Professor Wang was addressing a press conference organised by the party's International Liaison Department for the purpose of explaining details of last week's party plenum.

That the 204-member central committee did not appoint Mr Xi to the military commission last week means he is unlikely to share the limelight with Mr Hu at National Day celebrations on October 1.

Beijing will be locked down as the latest tanks, missiles, planes and other weapons are paraded down Chang'An - the Avenue of Eternal Peace - and in the skies above Tiananmen Square to celebrate the 60th birthday of the People's Republic.

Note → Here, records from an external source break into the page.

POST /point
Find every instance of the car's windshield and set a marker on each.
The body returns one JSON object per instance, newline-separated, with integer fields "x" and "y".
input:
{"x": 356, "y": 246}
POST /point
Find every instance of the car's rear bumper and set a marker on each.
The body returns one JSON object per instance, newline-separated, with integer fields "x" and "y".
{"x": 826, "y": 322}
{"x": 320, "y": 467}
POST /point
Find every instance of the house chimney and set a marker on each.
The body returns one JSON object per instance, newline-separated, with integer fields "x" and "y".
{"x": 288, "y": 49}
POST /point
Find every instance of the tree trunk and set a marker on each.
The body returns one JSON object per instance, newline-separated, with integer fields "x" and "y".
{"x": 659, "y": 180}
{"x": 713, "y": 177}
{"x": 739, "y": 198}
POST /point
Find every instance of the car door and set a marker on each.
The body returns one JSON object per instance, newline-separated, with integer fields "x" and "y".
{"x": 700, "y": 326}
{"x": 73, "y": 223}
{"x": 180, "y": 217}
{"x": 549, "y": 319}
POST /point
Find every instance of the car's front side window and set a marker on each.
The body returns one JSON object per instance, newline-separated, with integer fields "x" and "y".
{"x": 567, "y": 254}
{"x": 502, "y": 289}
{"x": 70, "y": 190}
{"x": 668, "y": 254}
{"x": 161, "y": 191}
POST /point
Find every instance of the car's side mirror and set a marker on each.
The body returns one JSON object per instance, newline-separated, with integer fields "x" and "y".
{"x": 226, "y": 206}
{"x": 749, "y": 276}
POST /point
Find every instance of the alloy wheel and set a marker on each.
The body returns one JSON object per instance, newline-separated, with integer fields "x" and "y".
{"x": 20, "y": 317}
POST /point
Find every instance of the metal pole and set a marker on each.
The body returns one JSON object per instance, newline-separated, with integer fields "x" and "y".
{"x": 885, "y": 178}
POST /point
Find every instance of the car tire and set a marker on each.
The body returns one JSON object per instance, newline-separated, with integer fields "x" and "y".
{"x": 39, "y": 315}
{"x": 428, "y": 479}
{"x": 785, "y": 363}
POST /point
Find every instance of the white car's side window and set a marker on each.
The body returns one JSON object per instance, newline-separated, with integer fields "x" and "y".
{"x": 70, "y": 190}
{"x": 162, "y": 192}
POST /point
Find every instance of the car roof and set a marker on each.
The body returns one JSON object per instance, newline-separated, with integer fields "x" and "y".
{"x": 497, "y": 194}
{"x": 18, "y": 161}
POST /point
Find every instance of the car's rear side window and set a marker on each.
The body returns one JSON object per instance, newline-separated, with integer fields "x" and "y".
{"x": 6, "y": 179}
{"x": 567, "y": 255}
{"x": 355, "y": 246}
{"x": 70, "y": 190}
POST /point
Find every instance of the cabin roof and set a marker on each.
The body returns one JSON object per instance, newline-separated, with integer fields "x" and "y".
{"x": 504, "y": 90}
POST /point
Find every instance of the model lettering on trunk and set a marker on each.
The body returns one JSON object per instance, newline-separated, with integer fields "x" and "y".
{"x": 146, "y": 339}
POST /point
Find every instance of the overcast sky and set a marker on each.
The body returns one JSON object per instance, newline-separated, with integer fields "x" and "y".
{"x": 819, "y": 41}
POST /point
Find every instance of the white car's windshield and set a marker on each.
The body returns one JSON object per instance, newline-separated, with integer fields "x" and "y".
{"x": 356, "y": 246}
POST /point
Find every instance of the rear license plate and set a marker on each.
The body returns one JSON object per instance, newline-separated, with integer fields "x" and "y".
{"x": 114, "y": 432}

The Minister for Defence, Liang Guanglie, said on Monday that he believed the parade would ''display the image of a mighty force, a civilised force, a victorious force''.

And he boasted that the Chinese military could now match most of the advanced weapons systems of Western nations, including the J-10 fighter jet, latest-generation tanks, navy destroyers, and cruise and intercontinental ballistic missiles.

''This is an extraordinary achievement that speaks to the level of our military's modernisation and the huge change in our country's technological strength,'' said General Liang, in a rare interview posted on the ministry's website.

Rory Medcalf, director of the Lowy Institute's international security program, said General Liang's comments "suggest there is a new confidence in their signalling on their defence capability". He said the comments added to the sense of confidence projected by the October 1 military parade, China's deployment of ships to fight pirates off Somalia and a new, slick, English-language website.

But Mr Medcalf added that Chinese forces still had a long way to go before matching US capabilities, adding that they had not been tested "since they got a bloody nose in Vietnam" 30 years ago.

A Beijing diplomat said yesterday that General Liang's comments were likely to be directed at assuaging China's nationalistic "angry youth" and also the Ministry of Finance, which has been providing the military with regular double-digit budget increases.

Professor Wang emphasised yesterday that the party has ''absolute leadership'' over the military. The 11-member Central Military Commission consists Mr Hu as chairman and 10 generals.